All you need is time and patience (and some screwdrivers and a good 1/2" drive set with some extensions and a smaller set for diggin out some of the ineterior screws). Plus some luck and maybe a drill and/or grinder for some of the rusted away screws that hold the fender skirt on!

open up the hood and have a looksee. There are a row of (9/16"?) screws along the top of the fender, including the two that hold your hinge bracket down. You can go ahead and crack these loose, but I would leave the hinge bracket bolts alone til later since you will either have to take off the hood altogether (mark the bracket locations on the hood) and get a friend to help with the on and off or if you just remove the hinge on the side you are working you need to have the hood securely propped so it will not come crashing down on you like a rattrap when you are leaning on some bolt or another!

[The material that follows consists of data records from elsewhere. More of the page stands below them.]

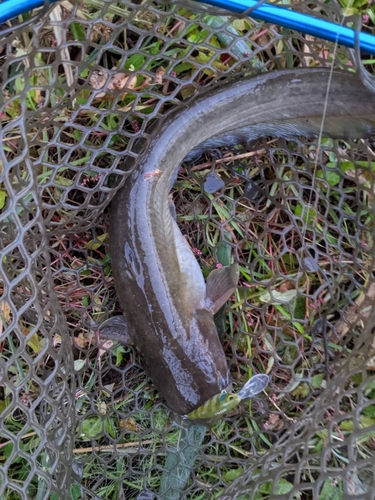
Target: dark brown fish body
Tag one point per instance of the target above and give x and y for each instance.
(168, 312)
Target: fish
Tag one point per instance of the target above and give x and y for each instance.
(225, 402)
(168, 307)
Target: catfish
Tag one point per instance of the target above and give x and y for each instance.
(168, 308)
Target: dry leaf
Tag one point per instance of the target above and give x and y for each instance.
(159, 75)
(98, 80)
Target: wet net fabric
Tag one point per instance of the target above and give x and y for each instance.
(83, 85)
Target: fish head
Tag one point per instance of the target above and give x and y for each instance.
(215, 407)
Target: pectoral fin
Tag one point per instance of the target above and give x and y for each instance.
(220, 285)
(117, 329)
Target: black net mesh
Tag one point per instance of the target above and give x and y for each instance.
(81, 84)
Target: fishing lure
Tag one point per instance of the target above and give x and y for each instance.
(224, 402)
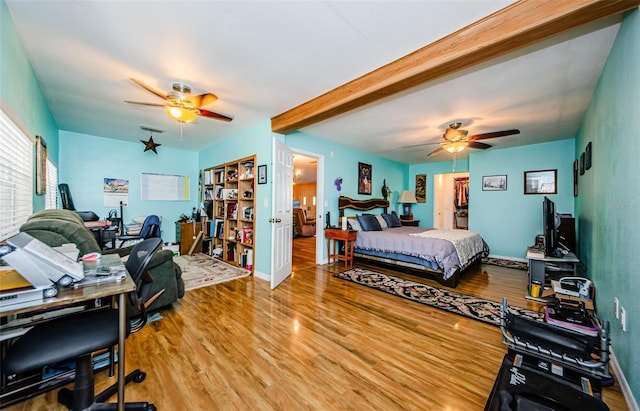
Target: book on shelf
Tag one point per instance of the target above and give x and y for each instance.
(247, 235)
(232, 210)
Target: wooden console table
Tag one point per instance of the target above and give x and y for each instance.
(348, 236)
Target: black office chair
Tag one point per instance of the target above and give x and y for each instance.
(150, 229)
(77, 336)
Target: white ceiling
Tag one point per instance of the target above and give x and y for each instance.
(262, 58)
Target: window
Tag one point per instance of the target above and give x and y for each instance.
(16, 176)
(51, 199)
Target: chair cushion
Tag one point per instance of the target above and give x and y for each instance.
(63, 339)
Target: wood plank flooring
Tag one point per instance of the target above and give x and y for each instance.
(319, 343)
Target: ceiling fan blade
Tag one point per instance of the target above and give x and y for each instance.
(217, 116)
(144, 104)
(436, 151)
(203, 99)
(479, 146)
(149, 88)
(422, 144)
(494, 134)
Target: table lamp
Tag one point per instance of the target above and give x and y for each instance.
(407, 198)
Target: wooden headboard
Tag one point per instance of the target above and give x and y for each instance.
(362, 205)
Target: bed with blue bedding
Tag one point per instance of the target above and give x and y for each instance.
(443, 253)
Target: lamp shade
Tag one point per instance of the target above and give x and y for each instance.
(407, 196)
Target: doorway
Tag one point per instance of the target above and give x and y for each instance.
(307, 242)
(449, 200)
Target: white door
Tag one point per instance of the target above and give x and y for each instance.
(444, 195)
(281, 220)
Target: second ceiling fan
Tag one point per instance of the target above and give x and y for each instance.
(180, 105)
(455, 140)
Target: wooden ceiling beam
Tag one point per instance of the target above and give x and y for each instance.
(514, 27)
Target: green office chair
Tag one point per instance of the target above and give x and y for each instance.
(77, 336)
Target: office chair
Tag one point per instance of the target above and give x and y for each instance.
(150, 229)
(67, 204)
(77, 336)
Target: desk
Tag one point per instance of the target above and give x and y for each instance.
(103, 231)
(541, 267)
(70, 295)
(348, 236)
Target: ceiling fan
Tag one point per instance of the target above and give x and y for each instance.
(180, 105)
(456, 139)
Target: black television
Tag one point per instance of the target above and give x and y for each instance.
(551, 222)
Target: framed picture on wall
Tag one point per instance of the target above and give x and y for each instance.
(540, 182)
(421, 188)
(364, 178)
(494, 183)
(262, 174)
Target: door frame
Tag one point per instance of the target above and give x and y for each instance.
(319, 201)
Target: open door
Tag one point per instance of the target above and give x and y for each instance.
(281, 220)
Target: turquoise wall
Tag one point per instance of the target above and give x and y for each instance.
(87, 160)
(21, 93)
(424, 211)
(342, 161)
(509, 220)
(609, 194)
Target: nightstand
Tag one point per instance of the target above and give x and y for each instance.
(348, 236)
(410, 223)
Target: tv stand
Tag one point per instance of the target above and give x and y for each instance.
(544, 268)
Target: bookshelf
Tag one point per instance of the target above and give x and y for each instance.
(229, 201)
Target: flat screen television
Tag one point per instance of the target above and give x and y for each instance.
(551, 222)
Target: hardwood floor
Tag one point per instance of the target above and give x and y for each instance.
(319, 343)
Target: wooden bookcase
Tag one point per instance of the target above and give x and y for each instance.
(229, 200)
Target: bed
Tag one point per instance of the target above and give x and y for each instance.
(445, 254)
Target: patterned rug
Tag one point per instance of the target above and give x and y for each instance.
(465, 305)
(201, 270)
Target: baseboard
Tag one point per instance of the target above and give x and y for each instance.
(502, 257)
(262, 276)
(624, 385)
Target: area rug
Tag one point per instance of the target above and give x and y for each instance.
(201, 270)
(461, 304)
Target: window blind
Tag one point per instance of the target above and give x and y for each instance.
(16, 177)
(51, 198)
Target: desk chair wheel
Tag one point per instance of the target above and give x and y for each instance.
(140, 377)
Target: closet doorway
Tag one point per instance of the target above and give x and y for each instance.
(305, 197)
(450, 200)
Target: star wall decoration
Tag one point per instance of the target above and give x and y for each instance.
(150, 145)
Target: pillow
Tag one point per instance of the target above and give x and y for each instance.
(353, 223)
(392, 220)
(381, 221)
(369, 222)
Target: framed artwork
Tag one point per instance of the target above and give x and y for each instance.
(421, 188)
(575, 178)
(540, 182)
(41, 166)
(494, 183)
(364, 178)
(262, 174)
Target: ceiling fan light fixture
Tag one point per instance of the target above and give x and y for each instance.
(456, 147)
(181, 114)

Remove the stuff that is going to get in your way: the battery and tray, solenoid (if passenger side fender), the overflow jug/washer reservoir (if on driver side), the headlight bezel (possible Torx alert!) and headlight, the side turn signal bulb. If memory serves, it is MUCH easier to remove and replace the fender if the bumper is removed, but I guess you can leave it on and see.

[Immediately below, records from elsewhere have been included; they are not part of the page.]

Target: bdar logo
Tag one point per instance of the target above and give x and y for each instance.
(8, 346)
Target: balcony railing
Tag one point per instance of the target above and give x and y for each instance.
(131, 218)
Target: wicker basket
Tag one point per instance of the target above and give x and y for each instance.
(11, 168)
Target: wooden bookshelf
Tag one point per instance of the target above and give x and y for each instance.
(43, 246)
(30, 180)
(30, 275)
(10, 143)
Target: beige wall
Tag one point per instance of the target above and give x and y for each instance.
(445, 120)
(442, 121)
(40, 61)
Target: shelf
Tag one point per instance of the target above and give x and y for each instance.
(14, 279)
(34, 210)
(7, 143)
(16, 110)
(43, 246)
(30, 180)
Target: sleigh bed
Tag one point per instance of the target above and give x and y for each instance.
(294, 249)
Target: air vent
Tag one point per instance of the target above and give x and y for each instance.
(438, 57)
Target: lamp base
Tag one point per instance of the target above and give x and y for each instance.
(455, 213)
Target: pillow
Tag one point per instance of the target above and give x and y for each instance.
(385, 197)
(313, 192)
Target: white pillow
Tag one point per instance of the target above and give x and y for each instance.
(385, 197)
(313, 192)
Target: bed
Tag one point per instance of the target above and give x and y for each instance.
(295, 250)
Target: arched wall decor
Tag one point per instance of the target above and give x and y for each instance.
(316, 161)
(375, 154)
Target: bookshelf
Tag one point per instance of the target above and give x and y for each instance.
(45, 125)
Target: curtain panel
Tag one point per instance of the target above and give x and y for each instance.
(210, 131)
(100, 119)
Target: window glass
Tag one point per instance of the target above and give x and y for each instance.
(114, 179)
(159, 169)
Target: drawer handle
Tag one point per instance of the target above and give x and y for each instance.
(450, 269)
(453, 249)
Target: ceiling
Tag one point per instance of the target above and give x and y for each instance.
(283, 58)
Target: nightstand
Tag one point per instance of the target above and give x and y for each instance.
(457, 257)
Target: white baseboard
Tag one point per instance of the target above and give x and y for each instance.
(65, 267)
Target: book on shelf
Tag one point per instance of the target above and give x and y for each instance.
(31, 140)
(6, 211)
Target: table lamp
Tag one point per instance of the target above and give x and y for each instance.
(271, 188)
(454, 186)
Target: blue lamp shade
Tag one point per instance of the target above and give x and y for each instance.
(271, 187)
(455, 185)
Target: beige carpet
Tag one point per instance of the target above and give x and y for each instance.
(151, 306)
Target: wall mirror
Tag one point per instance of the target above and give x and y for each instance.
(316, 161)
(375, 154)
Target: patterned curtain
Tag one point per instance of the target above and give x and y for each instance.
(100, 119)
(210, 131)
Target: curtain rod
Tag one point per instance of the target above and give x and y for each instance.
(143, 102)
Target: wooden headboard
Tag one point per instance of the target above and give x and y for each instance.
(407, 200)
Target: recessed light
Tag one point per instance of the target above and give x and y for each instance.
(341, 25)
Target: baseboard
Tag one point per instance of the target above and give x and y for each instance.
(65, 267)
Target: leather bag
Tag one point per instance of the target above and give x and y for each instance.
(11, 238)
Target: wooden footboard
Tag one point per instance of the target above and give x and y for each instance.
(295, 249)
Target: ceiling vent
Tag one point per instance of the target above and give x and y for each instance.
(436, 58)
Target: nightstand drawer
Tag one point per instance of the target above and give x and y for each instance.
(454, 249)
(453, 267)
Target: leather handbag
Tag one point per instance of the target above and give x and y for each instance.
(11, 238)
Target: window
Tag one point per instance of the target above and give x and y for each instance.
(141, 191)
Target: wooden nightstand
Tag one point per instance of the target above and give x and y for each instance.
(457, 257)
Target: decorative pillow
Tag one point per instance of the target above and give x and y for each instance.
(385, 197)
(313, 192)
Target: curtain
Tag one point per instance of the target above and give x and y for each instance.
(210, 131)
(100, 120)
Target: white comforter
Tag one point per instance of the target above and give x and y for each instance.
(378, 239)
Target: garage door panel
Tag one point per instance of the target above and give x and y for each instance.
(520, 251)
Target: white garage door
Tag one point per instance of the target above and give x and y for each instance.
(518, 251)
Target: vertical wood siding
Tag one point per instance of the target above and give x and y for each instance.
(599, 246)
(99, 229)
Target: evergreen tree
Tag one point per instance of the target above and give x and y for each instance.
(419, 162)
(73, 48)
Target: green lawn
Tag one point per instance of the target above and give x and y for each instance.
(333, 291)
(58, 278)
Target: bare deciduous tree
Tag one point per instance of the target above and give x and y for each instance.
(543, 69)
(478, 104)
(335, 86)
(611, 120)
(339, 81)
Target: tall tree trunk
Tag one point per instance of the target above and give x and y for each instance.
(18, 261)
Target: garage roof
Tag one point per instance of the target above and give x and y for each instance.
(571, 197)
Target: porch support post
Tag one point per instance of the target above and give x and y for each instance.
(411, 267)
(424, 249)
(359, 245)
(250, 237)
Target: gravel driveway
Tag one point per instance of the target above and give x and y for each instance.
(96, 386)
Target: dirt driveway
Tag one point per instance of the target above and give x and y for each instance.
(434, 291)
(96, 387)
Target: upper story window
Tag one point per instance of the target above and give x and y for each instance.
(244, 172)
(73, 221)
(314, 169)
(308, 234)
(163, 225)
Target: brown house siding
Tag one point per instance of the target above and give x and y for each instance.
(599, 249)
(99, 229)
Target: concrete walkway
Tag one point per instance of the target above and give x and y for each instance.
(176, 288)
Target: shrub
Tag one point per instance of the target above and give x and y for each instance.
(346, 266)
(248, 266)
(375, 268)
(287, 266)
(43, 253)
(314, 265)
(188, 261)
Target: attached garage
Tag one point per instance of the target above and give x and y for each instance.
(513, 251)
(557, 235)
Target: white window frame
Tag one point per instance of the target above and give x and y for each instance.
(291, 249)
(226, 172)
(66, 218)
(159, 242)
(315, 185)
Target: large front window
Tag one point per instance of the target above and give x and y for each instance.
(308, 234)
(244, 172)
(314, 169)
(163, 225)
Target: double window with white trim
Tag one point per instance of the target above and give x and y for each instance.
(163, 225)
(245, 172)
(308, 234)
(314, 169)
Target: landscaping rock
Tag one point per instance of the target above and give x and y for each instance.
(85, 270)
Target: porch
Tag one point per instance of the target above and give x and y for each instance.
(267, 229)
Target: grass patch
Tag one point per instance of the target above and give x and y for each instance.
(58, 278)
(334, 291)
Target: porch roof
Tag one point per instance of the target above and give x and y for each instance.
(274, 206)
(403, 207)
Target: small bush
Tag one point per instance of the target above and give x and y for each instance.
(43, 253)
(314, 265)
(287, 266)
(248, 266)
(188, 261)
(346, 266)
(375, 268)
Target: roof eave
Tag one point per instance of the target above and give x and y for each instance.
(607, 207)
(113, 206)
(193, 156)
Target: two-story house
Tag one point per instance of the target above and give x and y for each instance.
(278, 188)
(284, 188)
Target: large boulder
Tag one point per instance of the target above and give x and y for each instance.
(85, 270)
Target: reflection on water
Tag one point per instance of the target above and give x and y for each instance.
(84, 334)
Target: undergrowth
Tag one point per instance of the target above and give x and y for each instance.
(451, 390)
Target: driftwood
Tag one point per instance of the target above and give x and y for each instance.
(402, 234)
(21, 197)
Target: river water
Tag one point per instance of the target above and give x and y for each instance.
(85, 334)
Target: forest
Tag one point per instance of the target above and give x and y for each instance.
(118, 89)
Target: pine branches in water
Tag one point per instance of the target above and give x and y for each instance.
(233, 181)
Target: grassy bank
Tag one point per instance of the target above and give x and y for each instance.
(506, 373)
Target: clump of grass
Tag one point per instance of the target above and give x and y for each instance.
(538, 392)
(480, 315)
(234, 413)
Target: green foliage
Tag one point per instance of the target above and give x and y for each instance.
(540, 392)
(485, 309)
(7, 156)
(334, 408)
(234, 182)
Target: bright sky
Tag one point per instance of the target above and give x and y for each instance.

Now you can start attacking the bolts that hold the fender to the rad support - have a trouble light handy and clear out any debris between the rad support and front inner fender 'cause there are a couple in their righ at the bottom that can get covered up. Then crawl underneath and look for more at the front. The valance that goes across right above and behind the bumper ties the fenders together with 1 or two screws that can be ugly to get loose.

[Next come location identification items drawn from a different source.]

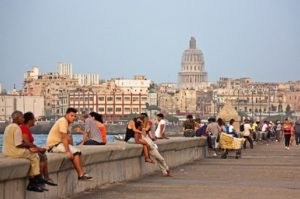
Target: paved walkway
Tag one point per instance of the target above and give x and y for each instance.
(266, 172)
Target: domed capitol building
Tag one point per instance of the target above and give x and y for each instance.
(192, 74)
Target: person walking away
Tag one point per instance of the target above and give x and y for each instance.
(29, 121)
(287, 131)
(189, 126)
(14, 147)
(278, 131)
(161, 127)
(264, 131)
(297, 132)
(60, 140)
(101, 126)
(231, 129)
(153, 151)
(247, 133)
(213, 130)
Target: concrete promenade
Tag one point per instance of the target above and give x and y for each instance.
(266, 172)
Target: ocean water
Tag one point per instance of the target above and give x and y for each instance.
(40, 139)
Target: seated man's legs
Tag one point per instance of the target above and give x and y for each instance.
(160, 160)
(76, 153)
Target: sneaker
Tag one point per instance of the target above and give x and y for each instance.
(34, 187)
(50, 182)
(85, 177)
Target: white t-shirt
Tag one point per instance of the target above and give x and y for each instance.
(157, 131)
(264, 128)
(247, 129)
(231, 128)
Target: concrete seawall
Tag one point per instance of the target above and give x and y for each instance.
(115, 162)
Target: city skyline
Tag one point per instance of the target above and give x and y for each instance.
(122, 39)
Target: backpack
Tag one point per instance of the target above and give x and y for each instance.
(287, 128)
(201, 131)
(242, 128)
(297, 128)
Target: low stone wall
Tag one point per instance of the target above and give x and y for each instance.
(115, 162)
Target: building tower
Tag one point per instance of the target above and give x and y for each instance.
(192, 74)
(64, 69)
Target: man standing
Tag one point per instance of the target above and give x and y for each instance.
(297, 132)
(14, 147)
(247, 133)
(60, 141)
(91, 133)
(189, 126)
(160, 130)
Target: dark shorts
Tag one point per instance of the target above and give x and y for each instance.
(43, 156)
(93, 142)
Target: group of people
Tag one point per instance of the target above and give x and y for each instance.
(268, 131)
(213, 129)
(18, 142)
(139, 131)
(250, 130)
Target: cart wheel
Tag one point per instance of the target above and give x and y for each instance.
(224, 155)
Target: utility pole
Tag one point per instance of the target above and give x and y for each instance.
(260, 105)
(269, 103)
(252, 103)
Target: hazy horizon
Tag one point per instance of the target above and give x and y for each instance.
(238, 38)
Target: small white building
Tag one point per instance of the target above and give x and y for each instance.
(10, 103)
(137, 85)
(64, 69)
(87, 79)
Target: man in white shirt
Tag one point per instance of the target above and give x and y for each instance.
(248, 133)
(160, 130)
(264, 131)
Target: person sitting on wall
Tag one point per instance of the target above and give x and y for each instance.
(14, 147)
(153, 150)
(132, 133)
(29, 121)
(189, 126)
(60, 140)
(91, 133)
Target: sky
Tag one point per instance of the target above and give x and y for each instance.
(122, 38)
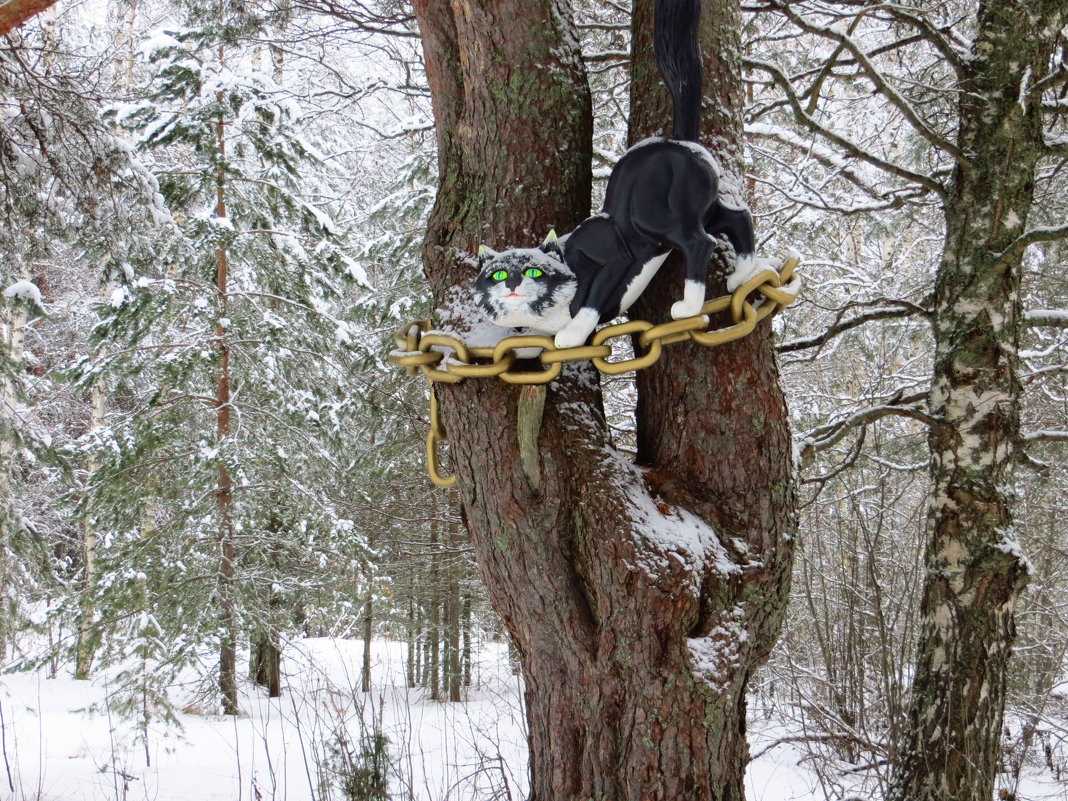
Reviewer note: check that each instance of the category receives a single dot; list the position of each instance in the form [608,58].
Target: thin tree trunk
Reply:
[84,648]
[228,626]
[16,316]
[974,568]
[15,13]
[433,661]
[637,640]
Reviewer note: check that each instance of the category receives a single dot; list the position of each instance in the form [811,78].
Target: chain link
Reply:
[420,349]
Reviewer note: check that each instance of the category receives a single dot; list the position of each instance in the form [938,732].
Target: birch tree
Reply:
[976,126]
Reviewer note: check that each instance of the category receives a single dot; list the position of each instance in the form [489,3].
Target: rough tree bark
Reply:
[975,571]
[640,598]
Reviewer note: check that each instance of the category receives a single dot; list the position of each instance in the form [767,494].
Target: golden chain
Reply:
[415,349]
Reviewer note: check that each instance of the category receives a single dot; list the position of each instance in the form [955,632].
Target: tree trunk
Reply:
[368,626]
[224,492]
[640,598]
[15,13]
[974,568]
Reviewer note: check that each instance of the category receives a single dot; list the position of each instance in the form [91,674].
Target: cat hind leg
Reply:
[696,251]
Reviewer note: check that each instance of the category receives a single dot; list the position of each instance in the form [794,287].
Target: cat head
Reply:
[525,287]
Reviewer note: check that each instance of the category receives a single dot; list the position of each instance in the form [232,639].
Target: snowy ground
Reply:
[280,750]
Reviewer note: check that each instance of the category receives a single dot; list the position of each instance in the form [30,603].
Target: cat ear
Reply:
[551,246]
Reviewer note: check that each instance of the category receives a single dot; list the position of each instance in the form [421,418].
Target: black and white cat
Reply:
[663,194]
[525,287]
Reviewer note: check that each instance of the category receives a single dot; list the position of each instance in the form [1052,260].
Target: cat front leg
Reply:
[693,298]
[576,332]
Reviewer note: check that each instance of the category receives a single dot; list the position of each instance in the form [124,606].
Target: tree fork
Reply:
[635,652]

Now you can get the inner fender loose from the outer (steel) one. These are philips (X screwdriver) headed and probably rusted away and hostile. If you are DEFINITELY replacing the fender it can be therapeutic to grind these heads off and go after the sups and J-clips left in the inner fender later, once the out fender is off. Just be carefull not to gouge too deep with the grinder (ie: destroy chunks of the inner fender) Work your way back along the underside of the fender, removing screws as you go along.

To the rear of the wheelwell, underneath the truck, there is one vertical bolthead (9/16"?) sticking down which you need to remove. This will tend to have been rusted into place by GCA (gravitational crud accumulation) inside the fender. Use a good six-sided socket on your trusty 1/2" breaker bar (if you have a 3/4" set you may have recourse to it unless fortune is smiling). You don't really want to break this one off (can try opening the door and sqirting down some WD-40 if it's stubborn) but try leaning on the breaker bar and hopefully it will come.

Open the door and peer forward into the space between the fender and the body. About a 1/3 of the way up and a pice forward there is a small (7/16 or 1/2) bolthead staring back at you. You will need to cobble together a couple of extensions on your 3/8" set to reach this one and break it loose. Also there is one more bolt head midway up the door piller you will have to remove.

On driver's fender, the antenna must be disconnected. Undo the nut/retainer (I forget - is it a nut or a thingie with to holes to drive on to loosen?) and carefully push the antenna down inside the fender.

Go back and deal with your top bolts and hinge bracket (probably a good idea to remove the hood, unless you can block or restrain it securely). Now go all the way around again, to find the bolts/screws you missed the first time! You should now be able to wiggle the fender loose at the back, then the front. Missed fasteners will bring themselves to your attention as you find the fender is "stuck" in some places. The reason it is easier to remove with the bumper off is that it has to move forward and out to disengage from the rad support. This is the part that can take time and patience, 'cause there always seems to be one more screw! Just keep working at it, identify the screws that are still holding, and go after them!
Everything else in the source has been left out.